The Supreme Court has handed down its decision, McDonald v. Chicago (2010). As expected, the Court ruled that the Second Amendment is incorporated through the "due process" clause of the Fourteenth Amendment against state and local governments, because the Second Amendment is a fundamental human right. Justice Thomas's concurrence argues that "privileges or immunities" is the more correct approach.
I am glad to see the law review paper by myself, Nicholas Johnson, and George Mocsary, "'This Right is Not Allowed by Governments That Are Afraid of The People': The Public Meaning of the Second Amendment When the Fourteenth Amendment was Ratified" cited by Justice Alito, in several places--and there are primary sources cited elsewhere in Alito's opinion that I am quite sure come out of that same law review.
I was amused to see even Justice Breyer's dissent citing my book Concealed Weapon Laws of the Early Republic.

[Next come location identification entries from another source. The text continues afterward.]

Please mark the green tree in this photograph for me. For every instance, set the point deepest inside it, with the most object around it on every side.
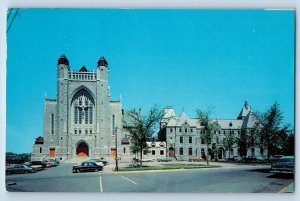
(208, 126)
(270, 130)
(142, 129)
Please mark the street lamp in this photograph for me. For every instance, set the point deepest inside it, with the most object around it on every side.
(116, 141)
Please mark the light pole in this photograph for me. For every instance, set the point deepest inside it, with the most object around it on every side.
(116, 140)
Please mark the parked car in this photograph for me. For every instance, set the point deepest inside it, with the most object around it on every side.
(38, 165)
(250, 159)
(104, 162)
(98, 162)
(164, 159)
(87, 167)
(20, 168)
(55, 162)
(231, 159)
(261, 159)
(286, 164)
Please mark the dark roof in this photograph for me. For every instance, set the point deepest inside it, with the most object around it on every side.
(102, 62)
(39, 140)
(63, 60)
(83, 69)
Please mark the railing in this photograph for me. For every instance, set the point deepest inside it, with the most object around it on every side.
(86, 76)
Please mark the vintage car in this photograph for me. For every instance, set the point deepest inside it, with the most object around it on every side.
(285, 165)
(20, 168)
(87, 166)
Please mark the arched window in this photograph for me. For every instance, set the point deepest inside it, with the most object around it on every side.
(52, 123)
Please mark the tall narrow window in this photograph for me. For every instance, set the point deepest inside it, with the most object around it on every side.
(91, 115)
(181, 139)
(86, 115)
(52, 123)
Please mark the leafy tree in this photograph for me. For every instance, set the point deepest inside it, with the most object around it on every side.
(143, 129)
(208, 126)
(270, 130)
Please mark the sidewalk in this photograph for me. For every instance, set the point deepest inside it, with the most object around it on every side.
(288, 189)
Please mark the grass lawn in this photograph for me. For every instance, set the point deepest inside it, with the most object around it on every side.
(170, 166)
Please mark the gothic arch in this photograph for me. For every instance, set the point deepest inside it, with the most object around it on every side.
(82, 148)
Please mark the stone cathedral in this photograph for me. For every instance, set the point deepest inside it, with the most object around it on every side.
(82, 120)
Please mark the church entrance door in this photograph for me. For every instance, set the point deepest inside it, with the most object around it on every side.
(82, 150)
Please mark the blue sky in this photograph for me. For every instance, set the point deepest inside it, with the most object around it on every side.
(187, 59)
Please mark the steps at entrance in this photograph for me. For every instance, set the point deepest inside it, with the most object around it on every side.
(77, 160)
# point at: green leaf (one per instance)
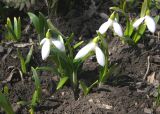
(139, 33)
(4, 103)
(156, 19)
(29, 55)
(117, 9)
(37, 84)
(35, 21)
(78, 44)
(84, 87)
(9, 24)
(45, 68)
(23, 103)
(62, 82)
(19, 28)
(53, 28)
(10, 35)
(129, 28)
(36, 78)
(16, 27)
(42, 23)
(34, 99)
(144, 8)
(23, 65)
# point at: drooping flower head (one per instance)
(112, 22)
(149, 21)
(92, 46)
(47, 42)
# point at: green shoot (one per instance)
(4, 103)
(25, 62)
(13, 32)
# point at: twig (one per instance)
(148, 67)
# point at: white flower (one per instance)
(116, 27)
(151, 25)
(46, 42)
(92, 47)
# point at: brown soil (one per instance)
(126, 92)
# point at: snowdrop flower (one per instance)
(151, 25)
(46, 44)
(112, 22)
(92, 47)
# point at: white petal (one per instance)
(117, 29)
(100, 56)
(59, 45)
(151, 25)
(138, 22)
(85, 50)
(104, 27)
(45, 49)
(42, 41)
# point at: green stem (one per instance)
(74, 80)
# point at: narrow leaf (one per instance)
(23, 66)
(37, 84)
(19, 28)
(35, 21)
(144, 8)
(4, 103)
(53, 28)
(139, 33)
(42, 23)
(78, 44)
(29, 55)
(62, 82)
(84, 87)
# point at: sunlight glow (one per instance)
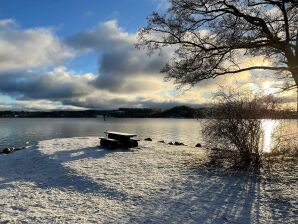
(268, 126)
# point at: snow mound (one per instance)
(75, 181)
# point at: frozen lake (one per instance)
(19, 132)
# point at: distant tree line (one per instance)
(175, 112)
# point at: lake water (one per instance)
(20, 132)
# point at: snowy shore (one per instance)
(74, 181)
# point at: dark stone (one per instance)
(8, 150)
(178, 143)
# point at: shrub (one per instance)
(236, 125)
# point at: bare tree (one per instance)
(211, 37)
(236, 124)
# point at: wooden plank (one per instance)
(120, 133)
(109, 139)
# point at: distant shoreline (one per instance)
(175, 112)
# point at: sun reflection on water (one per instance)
(269, 128)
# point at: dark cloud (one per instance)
(118, 57)
(53, 85)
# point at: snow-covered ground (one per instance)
(74, 181)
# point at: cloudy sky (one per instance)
(78, 54)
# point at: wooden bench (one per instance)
(118, 139)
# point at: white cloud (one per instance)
(29, 48)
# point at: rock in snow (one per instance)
(75, 181)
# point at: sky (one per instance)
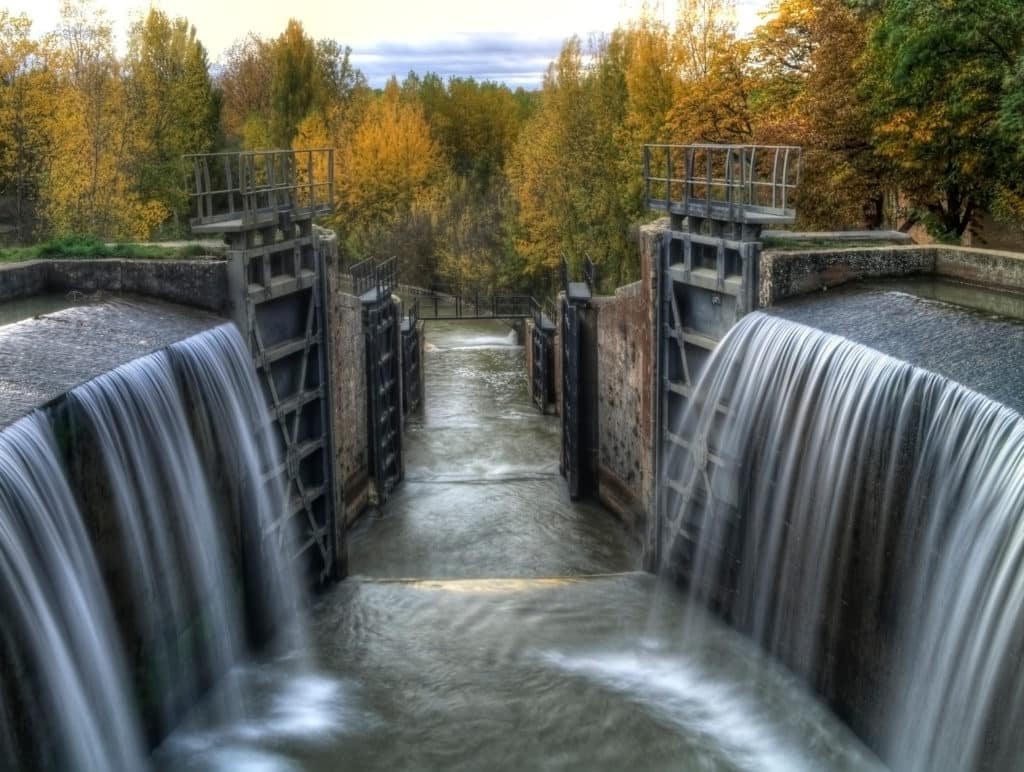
(511, 41)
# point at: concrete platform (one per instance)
(43, 357)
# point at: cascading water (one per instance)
(863, 520)
(174, 466)
(56, 613)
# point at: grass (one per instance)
(87, 246)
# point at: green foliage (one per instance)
(946, 102)
(173, 106)
(79, 246)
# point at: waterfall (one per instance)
(173, 479)
(55, 607)
(863, 520)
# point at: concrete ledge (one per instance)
(784, 274)
(201, 284)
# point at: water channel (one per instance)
(493, 624)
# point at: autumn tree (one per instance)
(245, 86)
(26, 93)
(295, 85)
(568, 173)
(389, 168)
(173, 106)
(88, 185)
(808, 63)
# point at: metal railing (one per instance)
(735, 182)
(471, 303)
(238, 189)
(377, 280)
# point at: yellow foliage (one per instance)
(388, 161)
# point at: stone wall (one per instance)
(201, 284)
(627, 394)
(784, 274)
(348, 385)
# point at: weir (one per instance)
(855, 514)
(137, 567)
(861, 518)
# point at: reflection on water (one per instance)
(16, 310)
(525, 640)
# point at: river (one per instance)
(492, 624)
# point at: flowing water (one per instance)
(170, 461)
(15, 310)
(493, 624)
(861, 518)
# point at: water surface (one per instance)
(493, 624)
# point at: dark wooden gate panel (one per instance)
(411, 363)
(542, 356)
(385, 397)
(570, 397)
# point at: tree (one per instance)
(388, 168)
(245, 84)
(808, 59)
(296, 86)
(569, 173)
(173, 106)
(952, 145)
(26, 89)
(88, 187)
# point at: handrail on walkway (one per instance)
(736, 182)
(236, 190)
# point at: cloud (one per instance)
(512, 59)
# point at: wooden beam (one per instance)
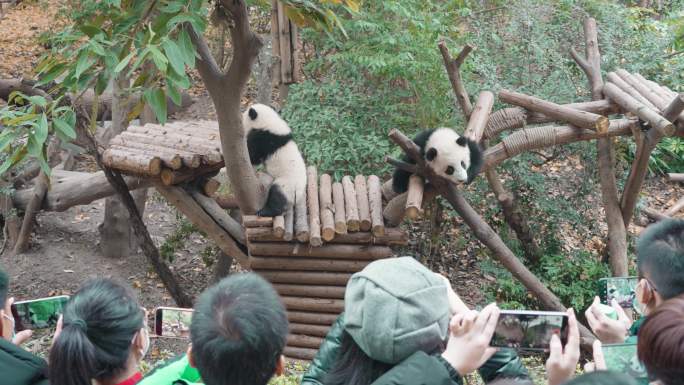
(575, 117)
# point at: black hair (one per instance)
(354, 366)
(660, 256)
(238, 331)
(602, 378)
(100, 322)
(4, 287)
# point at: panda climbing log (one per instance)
(269, 142)
(448, 154)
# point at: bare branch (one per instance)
(453, 71)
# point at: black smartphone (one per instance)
(623, 358)
(622, 289)
(40, 313)
(172, 322)
(529, 330)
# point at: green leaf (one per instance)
(64, 128)
(156, 99)
(41, 130)
(16, 157)
(187, 48)
(175, 56)
(173, 93)
(83, 63)
(123, 63)
(51, 74)
(159, 59)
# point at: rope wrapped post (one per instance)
(575, 117)
(481, 229)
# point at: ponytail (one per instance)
(100, 321)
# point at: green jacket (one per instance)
(19, 367)
(504, 364)
(176, 371)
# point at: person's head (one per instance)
(238, 332)
(104, 335)
(6, 323)
(393, 308)
(660, 344)
(660, 263)
(602, 378)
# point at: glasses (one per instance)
(11, 321)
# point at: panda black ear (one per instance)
(431, 154)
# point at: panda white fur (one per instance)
(269, 141)
(450, 155)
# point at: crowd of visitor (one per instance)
(402, 324)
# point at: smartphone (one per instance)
(172, 322)
(40, 313)
(529, 330)
(623, 358)
(622, 289)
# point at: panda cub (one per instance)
(269, 141)
(450, 155)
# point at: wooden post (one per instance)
(575, 117)
(375, 202)
(632, 105)
(414, 198)
(279, 226)
(338, 201)
(362, 202)
(314, 207)
(32, 209)
(327, 209)
(301, 218)
(350, 207)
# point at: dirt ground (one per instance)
(64, 250)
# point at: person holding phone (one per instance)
(18, 367)
(101, 337)
(660, 267)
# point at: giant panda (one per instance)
(269, 141)
(450, 155)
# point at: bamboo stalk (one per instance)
(327, 208)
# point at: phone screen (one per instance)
(529, 330)
(623, 358)
(622, 289)
(172, 322)
(38, 313)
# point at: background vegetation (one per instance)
(389, 74)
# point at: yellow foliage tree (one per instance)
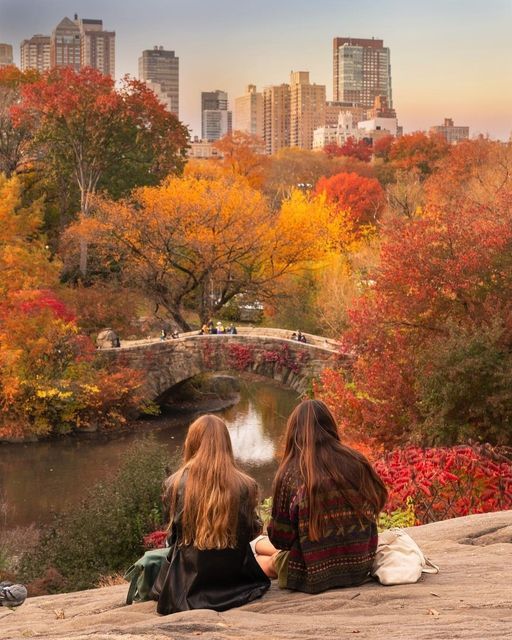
(24, 258)
(199, 241)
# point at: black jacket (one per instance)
(217, 579)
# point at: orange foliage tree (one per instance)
(418, 151)
(48, 379)
(199, 241)
(243, 154)
(100, 136)
(430, 337)
(14, 140)
(475, 172)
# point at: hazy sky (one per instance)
(449, 58)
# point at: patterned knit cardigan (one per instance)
(342, 558)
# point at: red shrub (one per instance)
(447, 482)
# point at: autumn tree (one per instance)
(101, 136)
(291, 167)
(362, 197)
(382, 147)
(431, 333)
(14, 140)
(49, 382)
(199, 241)
(419, 151)
(243, 154)
(351, 148)
(475, 172)
(406, 196)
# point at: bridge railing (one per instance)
(256, 332)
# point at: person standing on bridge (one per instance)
(326, 500)
(212, 507)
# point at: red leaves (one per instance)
(447, 482)
(240, 356)
(46, 299)
(155, 540)
(360, 150)
(362, 197)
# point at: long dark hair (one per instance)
(213, 486)
(313, 449)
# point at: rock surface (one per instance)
(470, 598)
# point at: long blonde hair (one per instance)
(212, 488)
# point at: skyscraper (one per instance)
(97, 47)
(65, 45)
(361, 71)
(160, 70)
(5, 55)
(248, 112)
(276, 123)
(307, 109)
(35, 53)
(74, 43)
(215, 117)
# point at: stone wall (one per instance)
(169, 362)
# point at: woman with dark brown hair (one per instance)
(326, 499)
(212, 507)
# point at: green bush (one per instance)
(104, 534)
(401, 518)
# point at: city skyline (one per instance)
(450, 59)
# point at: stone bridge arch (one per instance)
(266, 352)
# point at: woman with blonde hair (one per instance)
(326, 499)
(212, 510)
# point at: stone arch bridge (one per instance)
(263, 351)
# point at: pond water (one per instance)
(40, 479)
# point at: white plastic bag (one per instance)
(399, 560)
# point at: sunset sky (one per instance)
(449, 58)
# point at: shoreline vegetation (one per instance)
(205, 394)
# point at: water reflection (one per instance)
(250, 444)
(41, 479)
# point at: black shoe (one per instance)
(12, 595)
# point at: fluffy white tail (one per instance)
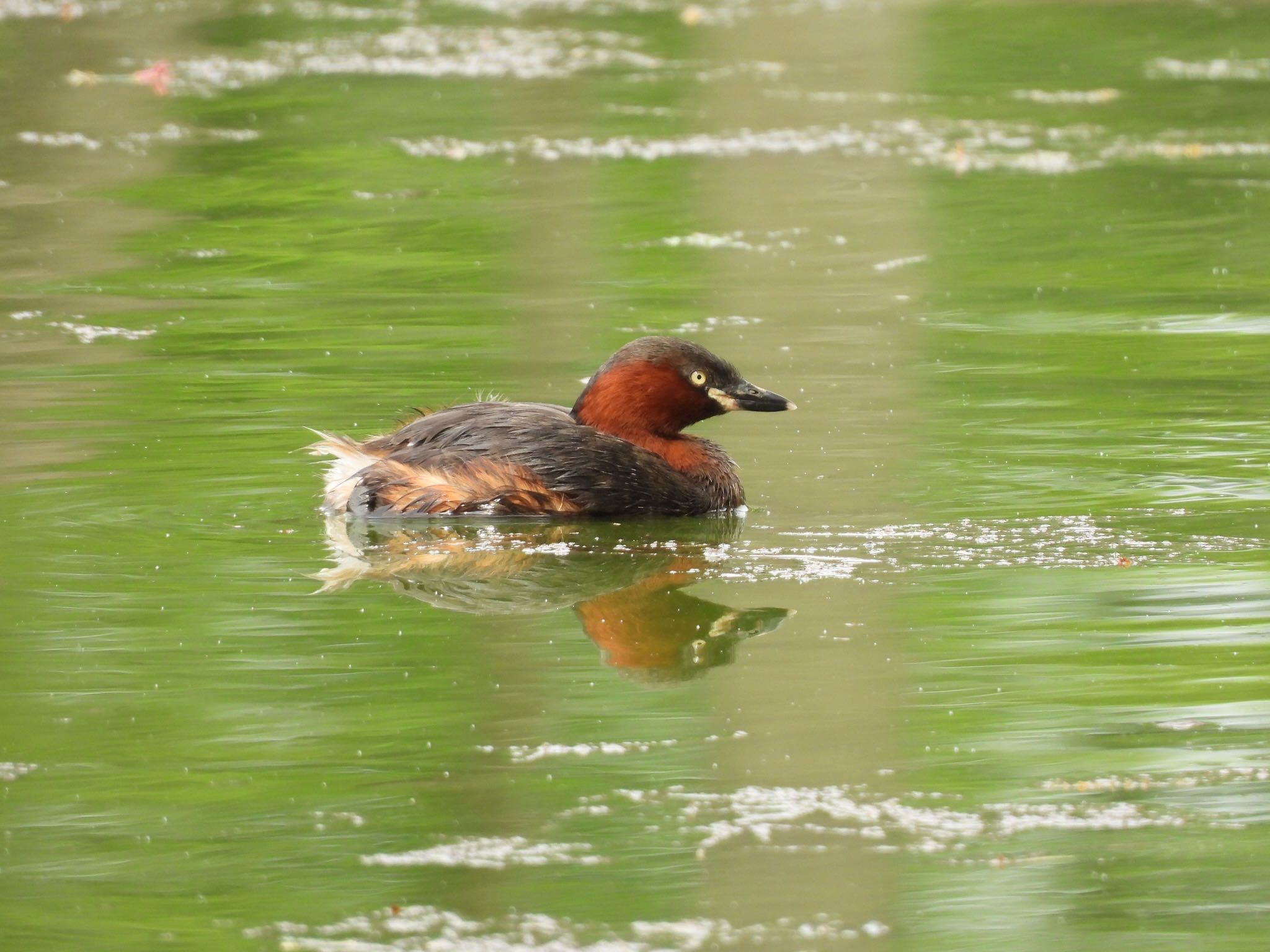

Those of you who live in California, New York, Massachusetts, and some of the other gun-hostile states owe me one! You can expect to see the most outrageous of the gun control laws in those states under fierce attack. Once something is elevated to the status of a fundamental human right, it is not enough for the legislature to say, "We think this law is a good idea," or "We think this law will save lives." Fundamental human right implies that at least intermediate scrutiny, and more likely, strict scrutiny, will be applied to such laws.